Torna-se impossível estabelecer normas sérias e sistematização eficiente à educação, à defesa e aos próprios empreendimentos de ordem material, se o espírito que rege a política geral não estiver conformado em princípios que se ajustem às realidades nacionais.
Se queremos reformar, façamos, desde logo, a reforma política. Todas as outras serão consectárias desta, e sem ela não passarão de inconsistentes documentos de teoria política.
Passando do Governo propriamente dito ao processo da sua constituição, verificava-se, ainda, que os meios não correspondiam aos fins. A fase culminante do processo político sempre foi a da escolha de candidato à Presidência da República. Não existia mecanismo constitucional prescrito a esse processo. Como a função de escolher pertencia aos partidos e como estes se achavam reduzidos a uma expressão puramente nominal, encontravamo-nos em face de uma solução impossível, por falta de instrumento adequado. Daí, as crises periódicas do regime, pondo, quadrienalmente, em perigo a segurança das instituições. Era indispensável preencher a lacuna, incluindo na própria Constituição o processo de escolha dos candidatos à suprema investidura, de maneira a não se reproduzir o espetáculo de um corpo político desorganizado e perplexo, que não sabe, sequer, por onde começar o ato em virtude do qual se define e afirma o fato mesmo da sua existência.
A campanha presidencial, de que tivemos, apenas, um tímido ensaio, não podia, assim, encontrar, como efetivamente não encontrou, repercussão no país. Pelo seu silêncio, a sua indiferença, o seu desinteresse, a Nação pronunciou julgamento irrecorrível sobre os artifícios e as manobras a que se habituou a assistir periodicamente, sem qualquer modificação no quadro governamental que se seguia às contendas eleitorais. Todos sentem, de maneira profunda, que o problema de organização do Governo deve processar-se em plano diferente e que a sua solução transcende os mesquinhos quadros partidários, improvisados nas vésperas dos pleitos, com o único fim de servir de bandeira a interesses transitoriamente agrupados para a conquista do poder.
A gravidade da situação que acabo de escrever em rápidos traços está na consciência de todos os brasileiros. Era necessário e urgente optar pela continuação desse estado de coisas ou pela continuação do Brasil. Entre a existência nacional e a situação de caos, de irresponsabilidade e desordem em que nos encontrávamos, não podia haver meio termo ou contemporização.
Quando as competições políticas ameaçam degenerar em guerra civil, é sinal de que o regime constitucional perdeu o seu valor prático, subsistindo, apenas, como abstração. A tanto havia chegado o país. A complicada máquina de que dispunha para governar-se não funcionava. Não existiam órgãos apropriados através dos quais pudesse exprimir os pronunciamentos da sua inteligência e os decretos da sua vontade.

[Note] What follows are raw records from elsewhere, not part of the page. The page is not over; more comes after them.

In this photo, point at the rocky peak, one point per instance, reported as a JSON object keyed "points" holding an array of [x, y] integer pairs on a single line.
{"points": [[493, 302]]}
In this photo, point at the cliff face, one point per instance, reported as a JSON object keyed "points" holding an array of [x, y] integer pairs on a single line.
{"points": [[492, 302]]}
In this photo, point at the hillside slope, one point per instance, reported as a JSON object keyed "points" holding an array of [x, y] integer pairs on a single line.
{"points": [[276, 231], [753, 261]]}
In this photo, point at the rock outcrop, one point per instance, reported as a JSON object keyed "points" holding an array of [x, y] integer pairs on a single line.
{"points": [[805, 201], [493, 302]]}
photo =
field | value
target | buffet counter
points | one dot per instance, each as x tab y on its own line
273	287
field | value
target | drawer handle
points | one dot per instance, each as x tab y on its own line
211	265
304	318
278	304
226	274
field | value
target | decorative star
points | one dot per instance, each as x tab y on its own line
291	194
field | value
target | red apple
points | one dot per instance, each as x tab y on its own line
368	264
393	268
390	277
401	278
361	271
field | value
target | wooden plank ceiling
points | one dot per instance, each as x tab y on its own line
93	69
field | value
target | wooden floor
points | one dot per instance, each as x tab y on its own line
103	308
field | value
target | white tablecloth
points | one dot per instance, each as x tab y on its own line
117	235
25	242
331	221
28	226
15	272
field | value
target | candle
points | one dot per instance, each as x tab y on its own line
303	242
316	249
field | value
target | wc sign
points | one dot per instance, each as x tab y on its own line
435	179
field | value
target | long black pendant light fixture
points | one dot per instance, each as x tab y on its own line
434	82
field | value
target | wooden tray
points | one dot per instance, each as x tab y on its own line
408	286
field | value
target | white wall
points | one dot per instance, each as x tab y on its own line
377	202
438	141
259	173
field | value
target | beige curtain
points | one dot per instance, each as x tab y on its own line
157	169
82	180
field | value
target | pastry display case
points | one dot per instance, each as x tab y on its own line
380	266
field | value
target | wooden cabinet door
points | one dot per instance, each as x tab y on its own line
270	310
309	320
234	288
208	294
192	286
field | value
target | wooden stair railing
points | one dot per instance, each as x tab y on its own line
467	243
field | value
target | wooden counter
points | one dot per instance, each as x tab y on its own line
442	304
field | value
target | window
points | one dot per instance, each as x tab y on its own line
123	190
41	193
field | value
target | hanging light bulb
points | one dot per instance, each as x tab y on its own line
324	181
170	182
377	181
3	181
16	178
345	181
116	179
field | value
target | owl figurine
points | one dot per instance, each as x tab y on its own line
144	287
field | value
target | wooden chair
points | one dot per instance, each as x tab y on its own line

Restauremos a Nação na sua autoridade e liberdade de ação: — na sua autoridade, dando-lhe os instrumentos de poder real e efetivo com que possa sobrepor-se às influências desagregadoras, internas ou externas; na sua liberdade, abrindo o plenário do julgamento nacional sobre os meios e os fins do Governo e deixando-a construir livremente a sua história e o seu destino.